Netacea, University of Nottingham and government funded scheme achieve advanced threat detection and mitigation offering

Netacea has collaborated with the Knowledge Transfer Partnership (KTP) scheme and the University of Nottingham to advance its solution to block automated bot attacks in real-time. The partnership also assisted Netacea in decreasing the average onboarding time for businesses from one month to one week, whilst reducing the overall cost.

The KTP scheme is a government funded programme which enables UK businesses to innovate and grow by linking them with an academic or research organisation and a graduate. As part of the relationship, David Fricker, who has a master’s in computer science from the University of Nottingham, joined the Netacea team as a data scientist. The aim of the collaboration was to support Netacea in evolving its anomaly detection solution, which identifies unusual patterns of behaviour within website traffic to help better detect attacks. Netacea wanted to categorise traffic into anomalous or normal, understand the users’ profile and uncover their intent.
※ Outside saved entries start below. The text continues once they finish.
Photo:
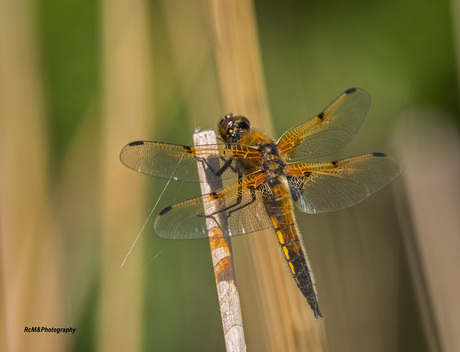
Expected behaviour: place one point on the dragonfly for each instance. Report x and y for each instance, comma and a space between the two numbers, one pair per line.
268, 177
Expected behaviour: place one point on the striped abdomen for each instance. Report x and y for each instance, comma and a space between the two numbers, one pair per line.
280, 211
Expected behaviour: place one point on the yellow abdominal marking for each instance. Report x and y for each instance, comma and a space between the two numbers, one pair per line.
280, 236
286, 252
292, 268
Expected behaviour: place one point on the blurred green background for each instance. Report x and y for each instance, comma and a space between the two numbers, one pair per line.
80, 79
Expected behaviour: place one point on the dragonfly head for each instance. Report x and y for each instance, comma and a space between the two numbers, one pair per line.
231, 128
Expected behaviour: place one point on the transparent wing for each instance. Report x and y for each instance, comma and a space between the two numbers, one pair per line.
243, 212
331, 186
329, 131
179, 162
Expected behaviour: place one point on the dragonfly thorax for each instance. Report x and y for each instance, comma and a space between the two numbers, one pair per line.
232, 128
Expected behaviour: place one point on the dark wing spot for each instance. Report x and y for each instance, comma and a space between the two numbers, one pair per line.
379, 154
165, 210
132, 144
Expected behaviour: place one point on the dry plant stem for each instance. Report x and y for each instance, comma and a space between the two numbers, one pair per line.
221, 252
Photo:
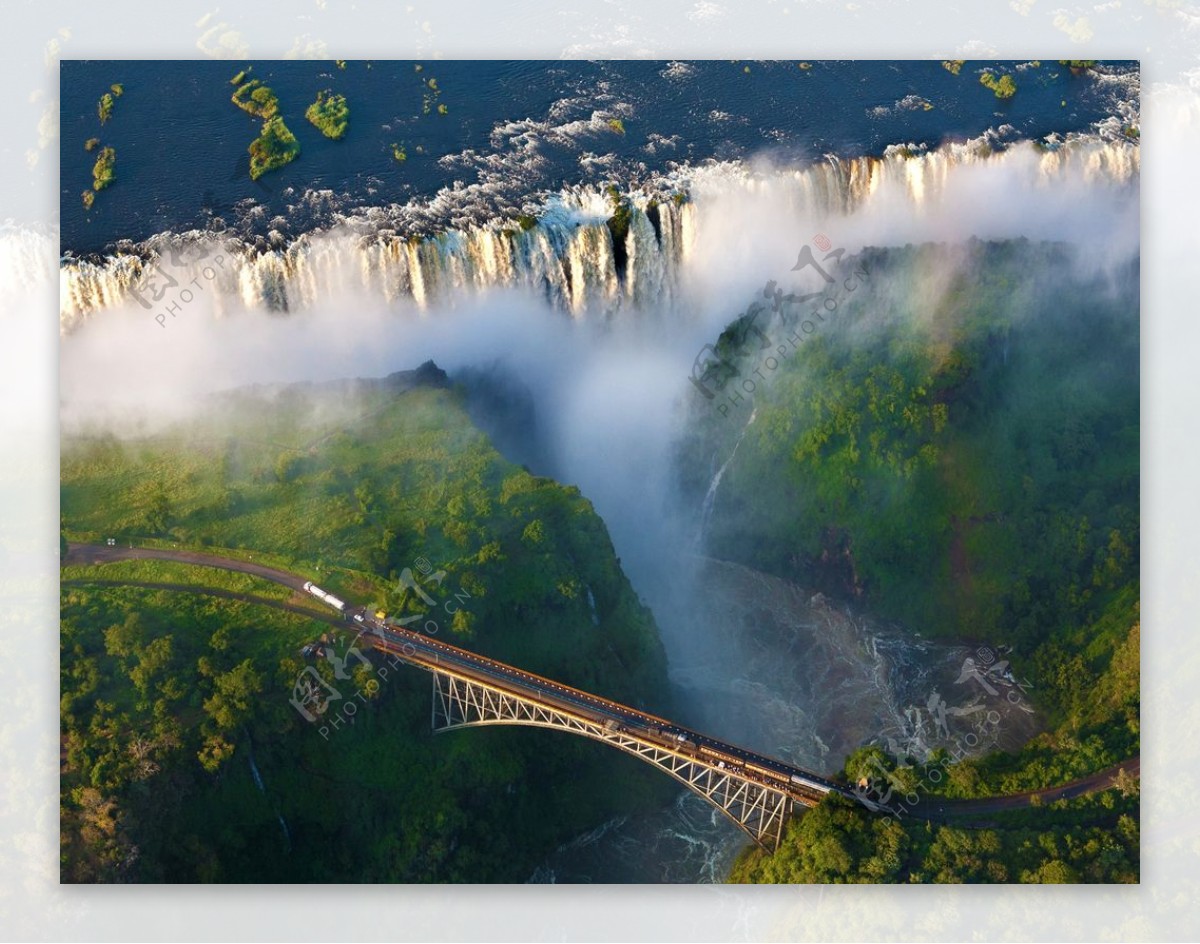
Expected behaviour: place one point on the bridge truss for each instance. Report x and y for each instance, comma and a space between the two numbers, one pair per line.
756, 807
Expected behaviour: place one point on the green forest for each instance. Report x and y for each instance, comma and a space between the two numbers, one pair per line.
954, 448
184, 758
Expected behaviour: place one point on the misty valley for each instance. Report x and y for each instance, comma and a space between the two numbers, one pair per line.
819, 477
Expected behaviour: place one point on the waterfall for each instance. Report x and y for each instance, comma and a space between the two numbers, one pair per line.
706, 511
567, 256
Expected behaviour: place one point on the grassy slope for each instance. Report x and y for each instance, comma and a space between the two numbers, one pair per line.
166, 695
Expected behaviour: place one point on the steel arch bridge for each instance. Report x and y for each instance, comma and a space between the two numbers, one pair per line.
749, 798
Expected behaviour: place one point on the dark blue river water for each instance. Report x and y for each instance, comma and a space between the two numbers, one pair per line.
511, 131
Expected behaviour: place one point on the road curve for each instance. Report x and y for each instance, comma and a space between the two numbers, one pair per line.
930, 809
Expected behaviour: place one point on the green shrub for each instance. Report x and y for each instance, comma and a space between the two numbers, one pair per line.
256, 98
273, 149
1003, 86
329, 114
102, 172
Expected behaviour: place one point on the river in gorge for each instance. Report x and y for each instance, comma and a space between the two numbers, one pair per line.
505, 251
763, 663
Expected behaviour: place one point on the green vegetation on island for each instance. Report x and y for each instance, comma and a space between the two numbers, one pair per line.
329, 114
257, 100
103, 172
947, 448
274, 148
184, 758
1002, 88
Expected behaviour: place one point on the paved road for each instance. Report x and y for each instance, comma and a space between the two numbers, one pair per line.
431, 654
1102, 780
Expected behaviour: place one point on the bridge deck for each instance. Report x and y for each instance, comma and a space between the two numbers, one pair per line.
437, 656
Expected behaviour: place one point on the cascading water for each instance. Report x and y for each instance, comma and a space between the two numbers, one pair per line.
706, 511
568, 257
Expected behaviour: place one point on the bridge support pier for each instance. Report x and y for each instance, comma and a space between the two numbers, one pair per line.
754, 805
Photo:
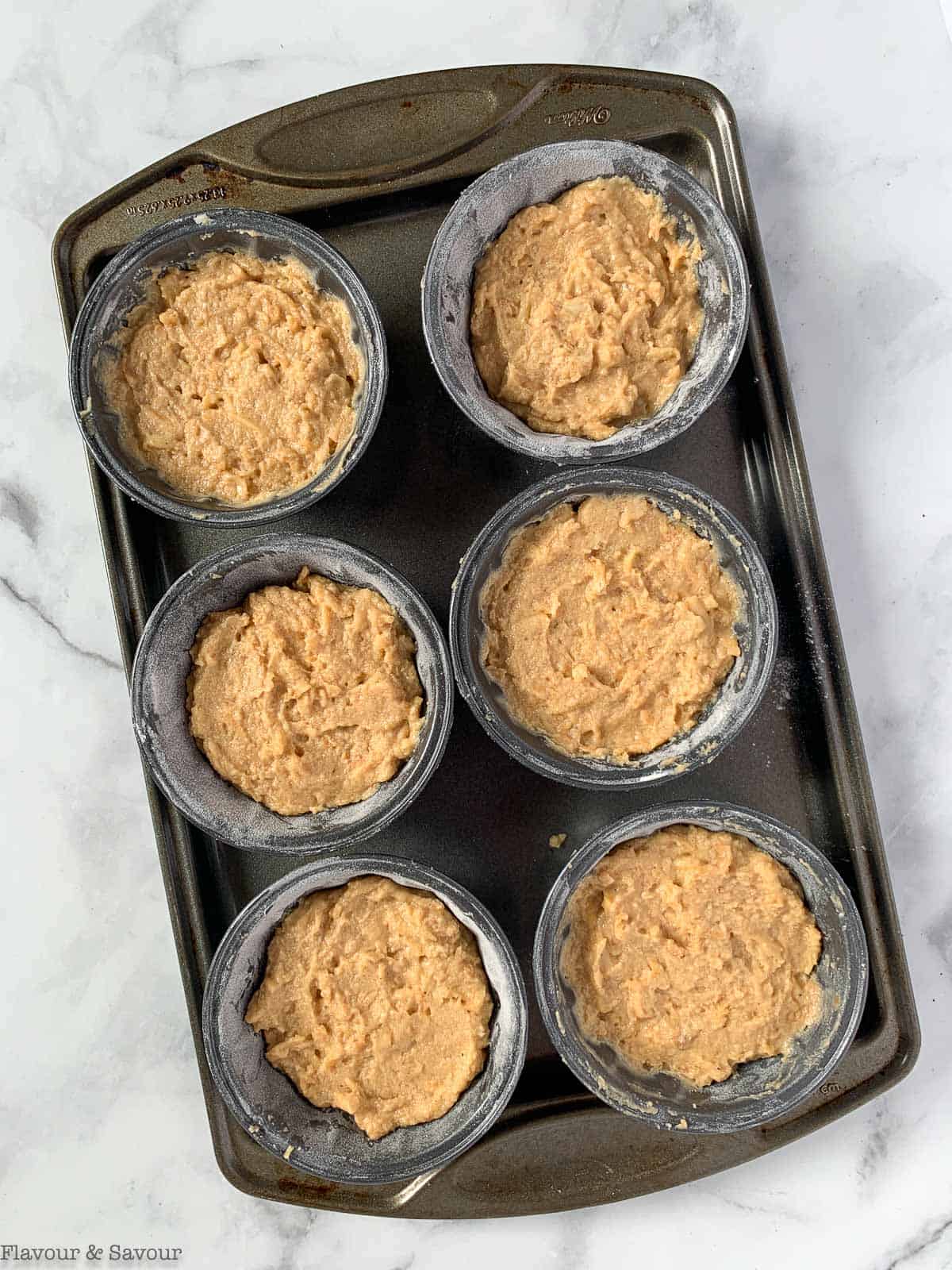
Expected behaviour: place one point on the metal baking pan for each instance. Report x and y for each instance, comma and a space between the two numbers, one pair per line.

Thanks to the joint efforts of the University of Nottingham, KTP and Netacea’s highly experienced internal data science team, Netacea’s anomaly detection solution now alerts businesses to whether traffic is good or bad, instantaneously. Together, the teams built artificial intelligence systems which categorise users and their intent in real-time. Once traffic is identified as malicious, Netacea blocks the user in real-time or provides businesses with a threat intelligence feed offering protection from various automated threat attacks according to their own risk appetite.

The project has contributed to Netacea unlocking new opportunities. Furthermore, it has helped cut the average onboarding time from one month to one week, reduced the overall cost of the onboarding process and decreased the time-to-value for businesses.